On Mon, 2003-06-02 at 01:30, Theo v. Werkhoven wrote:
Please sent your replies to the list, not to me personal, thanks.
Sorry about that.
Oh, and please configure your MUA to include reply tokens, otherwise trying to find out who wrote what becomes somewhat tiresome.
If by "reply token" you mean an indicator of who wrote the quoted material I have to ask if you're blind. You wrote the whole snipped lot, and there is a "Theo v. Werkhoven wrote" attribution. Please adjust *your* mailer to add proper quote marks. In your mail it appears that I wrote the "I thought this was about..." paragraph, which was a quote from your mail and indicated as such in the mail I sent to you.

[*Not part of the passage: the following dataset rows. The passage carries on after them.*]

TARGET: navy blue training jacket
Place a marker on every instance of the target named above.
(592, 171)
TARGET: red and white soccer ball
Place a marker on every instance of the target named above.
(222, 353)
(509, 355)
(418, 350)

I don't agree. the /dev/ fs is an important property of Linux/Unix, it is imho important that users realize that ordinary files basically behave in the same way as a mounted floppy, a string of zero's, a string of nulls or a tapedrive. Ie, they have stdin and stdout, and can pipe from or to programs.
No it isn't. It is completely useless knowledge for, say, the company secretary. In fact, it is worse than useless, since it's just distracting from his/her real work. There are users for whom that type of knowledge would be useful. And then there are most users, for whom it is not.
Knowing a thing or two about the /ever present/ standard text processor tools is usefull too, if only to give them a feel for the power of these tools for future uses.
For most regular users there are not now, nor will there ever be a time when sed, awk of vi is useful. This is why companies have admins. It is extremely detrimental to the "linux on the desktop" movement to include this type of material in "luser" classes. It scares people away.